- Born: November 20, 1931 Medford, Massachusetts, US
- Died: December 15, 1992 (aged 61) Los Angeles, California, US
- Education: Stanford University (BA)
- Occupation: Costume designer
- Years active: 1960–1988

= William Ware Theiss =

American costume designer

William Ware Theiss (/θaɪs/; November 20, 1931 - December 15, 1992) was an American costume designer for television and film.

His film credits as costume designer include Spartacus, Harold and Maude, Bound for Glory, Pete's Dragon (uncredited), Who'll Stop the Rain, Butch and Sundance: The Early Days, The Man with One Red Shoe, and Heart Like a Wheel. His television credits include Star Trek and Star Trek: The Next Generation, for which he won an Emmy Award for Best Costume Design.

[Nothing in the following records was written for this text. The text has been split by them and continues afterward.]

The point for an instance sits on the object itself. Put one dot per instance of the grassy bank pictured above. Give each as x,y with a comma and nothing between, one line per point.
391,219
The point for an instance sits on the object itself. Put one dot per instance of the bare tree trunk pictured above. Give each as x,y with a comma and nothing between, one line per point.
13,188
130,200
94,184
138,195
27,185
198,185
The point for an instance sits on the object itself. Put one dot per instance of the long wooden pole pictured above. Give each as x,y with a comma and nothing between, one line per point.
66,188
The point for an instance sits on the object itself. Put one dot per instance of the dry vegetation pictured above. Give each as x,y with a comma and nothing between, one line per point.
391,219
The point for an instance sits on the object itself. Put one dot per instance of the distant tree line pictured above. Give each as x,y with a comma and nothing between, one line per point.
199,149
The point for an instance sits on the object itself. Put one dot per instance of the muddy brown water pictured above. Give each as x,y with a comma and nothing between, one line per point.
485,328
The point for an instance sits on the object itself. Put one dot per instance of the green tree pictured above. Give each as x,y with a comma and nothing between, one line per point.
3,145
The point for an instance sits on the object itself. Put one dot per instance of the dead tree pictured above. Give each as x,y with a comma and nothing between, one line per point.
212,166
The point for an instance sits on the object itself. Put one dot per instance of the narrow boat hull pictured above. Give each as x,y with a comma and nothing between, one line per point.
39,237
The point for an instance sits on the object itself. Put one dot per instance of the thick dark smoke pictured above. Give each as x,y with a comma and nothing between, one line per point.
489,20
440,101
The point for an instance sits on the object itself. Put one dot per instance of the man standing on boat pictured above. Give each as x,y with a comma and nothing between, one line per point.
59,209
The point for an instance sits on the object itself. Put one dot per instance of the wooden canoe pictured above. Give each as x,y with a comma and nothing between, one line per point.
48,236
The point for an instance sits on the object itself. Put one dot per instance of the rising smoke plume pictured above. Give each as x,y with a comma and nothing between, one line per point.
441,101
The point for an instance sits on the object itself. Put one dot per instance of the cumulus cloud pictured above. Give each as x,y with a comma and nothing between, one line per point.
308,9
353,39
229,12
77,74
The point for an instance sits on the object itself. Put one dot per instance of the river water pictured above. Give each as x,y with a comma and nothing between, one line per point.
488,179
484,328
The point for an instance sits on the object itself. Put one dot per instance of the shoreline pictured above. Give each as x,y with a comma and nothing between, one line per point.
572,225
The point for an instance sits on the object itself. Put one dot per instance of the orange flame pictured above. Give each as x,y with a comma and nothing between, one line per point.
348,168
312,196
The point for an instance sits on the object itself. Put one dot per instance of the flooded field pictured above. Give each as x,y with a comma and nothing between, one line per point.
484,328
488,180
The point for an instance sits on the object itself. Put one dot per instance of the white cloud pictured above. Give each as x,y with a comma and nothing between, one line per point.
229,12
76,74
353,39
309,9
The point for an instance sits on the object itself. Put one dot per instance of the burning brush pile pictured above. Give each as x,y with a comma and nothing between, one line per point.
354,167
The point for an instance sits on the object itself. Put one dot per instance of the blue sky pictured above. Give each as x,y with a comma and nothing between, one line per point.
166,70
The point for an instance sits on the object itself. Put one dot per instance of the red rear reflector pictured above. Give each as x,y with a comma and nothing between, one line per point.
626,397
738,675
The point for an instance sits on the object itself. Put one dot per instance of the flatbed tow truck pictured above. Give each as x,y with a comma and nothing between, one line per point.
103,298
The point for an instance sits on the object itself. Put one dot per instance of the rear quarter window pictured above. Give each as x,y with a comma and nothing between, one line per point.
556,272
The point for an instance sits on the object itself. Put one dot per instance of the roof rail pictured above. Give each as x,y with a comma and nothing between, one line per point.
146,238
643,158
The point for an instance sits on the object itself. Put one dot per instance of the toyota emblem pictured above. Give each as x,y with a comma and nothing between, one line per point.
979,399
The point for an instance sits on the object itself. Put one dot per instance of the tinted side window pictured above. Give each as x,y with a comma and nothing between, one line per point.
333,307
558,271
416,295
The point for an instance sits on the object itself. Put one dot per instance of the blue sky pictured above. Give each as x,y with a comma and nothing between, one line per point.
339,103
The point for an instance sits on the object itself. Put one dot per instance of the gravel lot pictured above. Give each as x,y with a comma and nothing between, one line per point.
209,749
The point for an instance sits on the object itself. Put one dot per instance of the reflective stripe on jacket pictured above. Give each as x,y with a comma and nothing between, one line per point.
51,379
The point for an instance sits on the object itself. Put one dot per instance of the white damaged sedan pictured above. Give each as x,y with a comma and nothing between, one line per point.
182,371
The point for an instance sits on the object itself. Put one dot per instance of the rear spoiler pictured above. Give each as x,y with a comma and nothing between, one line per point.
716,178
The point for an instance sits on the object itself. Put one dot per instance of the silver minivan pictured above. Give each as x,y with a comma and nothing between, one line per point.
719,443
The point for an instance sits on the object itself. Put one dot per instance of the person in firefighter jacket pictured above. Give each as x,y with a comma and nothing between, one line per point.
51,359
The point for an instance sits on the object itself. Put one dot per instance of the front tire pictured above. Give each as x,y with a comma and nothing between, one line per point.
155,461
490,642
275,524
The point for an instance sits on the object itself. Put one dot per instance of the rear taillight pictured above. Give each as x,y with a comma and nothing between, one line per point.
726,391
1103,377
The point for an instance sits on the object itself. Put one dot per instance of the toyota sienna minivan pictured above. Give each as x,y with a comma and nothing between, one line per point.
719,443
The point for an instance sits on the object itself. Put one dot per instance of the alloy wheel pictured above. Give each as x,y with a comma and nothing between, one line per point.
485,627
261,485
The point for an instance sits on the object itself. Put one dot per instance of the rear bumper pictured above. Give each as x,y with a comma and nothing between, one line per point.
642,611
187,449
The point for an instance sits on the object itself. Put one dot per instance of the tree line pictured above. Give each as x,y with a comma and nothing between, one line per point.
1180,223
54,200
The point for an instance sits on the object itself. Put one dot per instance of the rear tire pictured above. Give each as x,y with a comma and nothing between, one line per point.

In the course of his career, Theiss was most famous for creating alluring female costuming that censors typically could not credibly forbid, employing what came to be called the "Theiss Titillation Theory": "The sexiness of an outfit is directly proportional to the perceived possibility that a vital piece of it might fall off."

==Early life==
Theiss was born in Medford, Massachusetts, the son of Harold Hetherington Theiss and Helen Theiss, and was named for his paternal great-grandfather, William Hodgson, and his paternal great-grandmother's family, Ellen (Ware) Hodgson. He attended Lowell High School in San Francisco. He attended Art Center College of Design at Stanford University, graduating with a Bachelor of Arts, minoring in sciences, biology and chemistry before a four-year stint in the United States Navy. He eventually moved to Los Angeles. His first Hollywood job was as a personal secretary to Cary Grant, whose ex-wife, actress Dyan Cannon, Theiss cited as having considerable influence on his career.

==Career==
Following six months at Revue/Universal Studios as an apprentice artist in the Advertising Art Department, Theiss worked at CBS in the Wardrobe Department on two televised soap operas. The film The Pink Panther (1963) was his first as a designer, although he is credited as "wardrobe consultant". He returned to television as a wardrobe man for shows including Hollywood Palace, My Favorite Martian, and The Farmer's Daughter. In the fall of 1964, he was costume designer for "The World of Ray Bradbury" on stage.

In 1964, he was brought to the attention of Gene Roddenberry by his friend D. C. Fontana. Roddenberry then hired Theiss as costume designer for Star Trek. The "Theiss Titillation Theory"—which claims that "the degree to which a costume is considered sexy is directly proportional to how accident-prone it appears to be"—is named after him. A key example of this idea in practice is the female android costume in the Star Trek episode "What Are Little Girls Made Of?" in which the revealing top portion consists only of two crossing straps of material that connect in one piece to trousers, and—Theiss's personal favorite—the pink gown featured in the episode "Who Mourns for Adonais?": a backless dress in which the front of the dress was held up by the weight of the train which fell over the shoulder to the floor.

In the 1970s and early 1980s, he designed costumes for at least a dozen TV movies, including Genesis II and The B.R.A.T. Patrol, as well as for over a dozen motion pictures, including three Academy Award for Best Costume Design nominations for 1976's Bound for Glory, 1979's Butch and Sundance: The Early Days, and 1983's Heart Like a Wheel. His final credit was as costume designer for Star Trek: The Next Generation, for which he won an Emmy Award for Outstanding Costume Design for a Series for the episode "The Big Goodbye".

==Illness and death==
Theiss died of complications from AIDS on December 15, 1992, age 61.